Pour les contacter, il faut renoncer à internet, même au bon vieux téléphone. Et laisser son portable éteint dans la voiture avant toute visite à l'improviste. Electrohypersensibles (EHS), Emilie et Jean-Jacques se tiennent loin des ondes qui ont ravagé leurs vies.
Derrière les épais murs en pierre de sa maison sans électricité, Emilie se calfeutre. Son seul horizon: les collines verdoyantes du massif du Livradois-Forez (Puy-de-Dôme) où elle s'est réfugiée. Mais son équilibre est précaire. Quand ses voisins pianotent sur leur mobile ou se connectent à la toile, elle doit se mettre à l'abri, dans la forêt.
La vie de cette ancienne architecte a volé en éclats le jour où son corps n'a plus supporté les ondes émises par les technologies modernes. "J'ai commencé à avoir de violents maux de tête, des arcs électriques en bouche, des nausées, des pertes de motricité. Je repérais les antennes à deux kilomètres et je perdais mes cheveux par poignées", raconte cette mère de famille de 48 ans dont la silhouette frêle ne semble tenir qu'à un fil.
Chaque exposition lui déclenche des crises de tétanie, des pertes de mémoire immédiate et des troubles de la concentration, quand d'autres ont des vertiges, des acouphènes ou des brûlures sur le corps.
"Ces troubles ne relèvent en rien de la psychiatrie et sont bien réels", assure le président du Centre de recherche et d'information indépendant sur les rayonnements électromagnétiques non ionisants (CRIIREM), Pierre Le Ruz, qui évoque une "maladie de l'adaptation" aux évolutions de notre environnement.
- Dans le Larousse -
"Notre tissu cérébral renferme des magnétosomes, des aimants naturels, qui réagissent lorsqu'on passe dans un champ électrique. Ils font remonter les informations au cerveau, qui chez certaines personnes va interpréter ce signal comme un stress et libérer des hormones pouvant entraîner des troubles du comportement, voire des pathologies de type leucémie, lymphome ou tumeur", explique cet expert en nuisances électromagnétiques.
Jean-Jacques, qui vit à proximité d'Emilie dans un petit chalet en bois, a mis du temps à mettre un mot sur ses maux. Faute d'y parvenir en France, il s'est fait diagnostiquer en Allemagne. Depuis, sa vie a basculé. "J'avais une belle maison, quatre enfants, un travail. J'ai tout perdu", raconte cet ancien professeur de lycée agricole en Vendée.
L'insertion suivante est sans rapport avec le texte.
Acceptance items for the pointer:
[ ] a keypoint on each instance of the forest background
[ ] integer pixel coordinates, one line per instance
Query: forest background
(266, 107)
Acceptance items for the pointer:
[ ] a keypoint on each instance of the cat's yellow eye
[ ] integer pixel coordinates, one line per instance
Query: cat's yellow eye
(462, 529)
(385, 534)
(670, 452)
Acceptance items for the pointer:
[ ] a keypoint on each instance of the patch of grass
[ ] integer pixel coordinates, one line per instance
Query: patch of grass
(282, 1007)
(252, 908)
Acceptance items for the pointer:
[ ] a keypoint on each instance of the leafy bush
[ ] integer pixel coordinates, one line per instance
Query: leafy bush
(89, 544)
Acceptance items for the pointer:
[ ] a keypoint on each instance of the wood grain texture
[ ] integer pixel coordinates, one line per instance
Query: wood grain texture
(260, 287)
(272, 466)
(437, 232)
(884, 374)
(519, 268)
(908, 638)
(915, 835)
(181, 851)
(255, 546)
Constatée et décrite par l'Organisation mondiale de la Santé, cette pathologie est considérée comme un handicap en Suède et une maladie en Angleterre. Mais elle reste encore peu prise en charge en France, faute de lien établi entre souffrances et ondes électromagnétiques.
Le sujet, qui divise les experts, a fait son entrée en mai dans le Larousse. "Un symbole fort" pour les associations de défense des EHS qui estiment que 3% de la population pourrait être concernée - là encore, pas d'évaluation officielle.
- "Laissés-pour-compte" -
Les plus intolérants sont condamnés à l'errance et l'isolement. Certains sont SDF ou retirés dans des grottes. Emilie et Jean-Jacques se considèrent, eux, "assignés à résidence". "Comme des chiens dont le collier déclenche un choc électrique dès qu'ils dépassent un certain périmètre", explique cet homme de 57 ans au visage émacié.
Leur unique sortie hebdomadaire se limite au marché d'Ambert, à une quinzaine de kilomètres. Un point de ravitaillement qu'ils parcourent au pas de course, le corps et le visage couverts d'une cape ou d'un poncho pour se protéger des radiations.
"On est des laissés-pour-compte de l'Histoire. On dit de certains qu'ils sont à la rue mais quand vous n'avez même pas la rue, que la forêt, comment vous faites ?", interroge Emilie, qui dénonce la volonté - "criminelle" - du gouvernement d'étendre la couverture de la téléphonie mobile à tout le territoire.
"C'est un phénomène qui se développe de plus en plus, on a maintenant des enfants qui deviennent électrohypersensibles", souligne l'eurodéputée Michèle Rivasi (EELV), qui milite pour la création de refuges comme il en existe en Suisse et aux Etats-Unis par exemple. "On pourrait même faire des zones blanches dans chaque département, les intégrer dans les plans d'urbanisme. On pourrait très bien imaginer des quartiers sans antenne relais."
Une structure d'accueil pourrait voir le jour dans les Hautes-Alpes. En attendant, c'est dans un coin d'Espagne qu'Emilie et Jean-Jacques espèrent retrouver une vie normale.